Don't forget about the upcoming guest speaker.

Pick up a flier on the way out.

In the two minutes it takes to read the notices, half the worshippers have left. Azeez jokes that there is probably a special blessing for those who stayed.

In the past, this job usually was done by one of the members of the Sacramento Area League of Associated Muslims, or SALAM. But that responsibility has increasingly fallen on Azeez, the spiritual leader of the mosque.

That's because it has become difficult to find worshippers willing to speak publicly at the mosque, even to do something as innocuous as reading the weekly announcements, says Azeez.

At the same time, some worshippers have asked that their names be removed from membership and mailing lists. Others refuse to write checks -- insisting on making cash contributions or using money orders.

Azeez and other religious leaders want to change this.

"I tell them speaking out is the only way to protect your community here, to put light where everyone can see it, to step forward, make the announcements, sign up for membership," says Azeez. "We have nothing to hide."

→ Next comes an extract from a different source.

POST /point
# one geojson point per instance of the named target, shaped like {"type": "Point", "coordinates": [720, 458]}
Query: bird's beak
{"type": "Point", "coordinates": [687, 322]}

These are cautious times at local mosques. SALAM, which sits across the street from American River College, is considered one of the most diverse and progressive mosques in the area, with a mostly middle-class congregation. But even here, leaders deal with members wary of associating publicly with any Islamic organization.

A recent poll shows that Muslims take their faith seriously, with 72 percent saying religion plays a "very important" role in their life, according to the survey by the Pew Research Center in May. Seventy-eight percent say they are satisfied with their mosques. So why the reluctance?

Some worry that any documented connection to a Muslim organization, no matter how innocent, could be used against them in the future.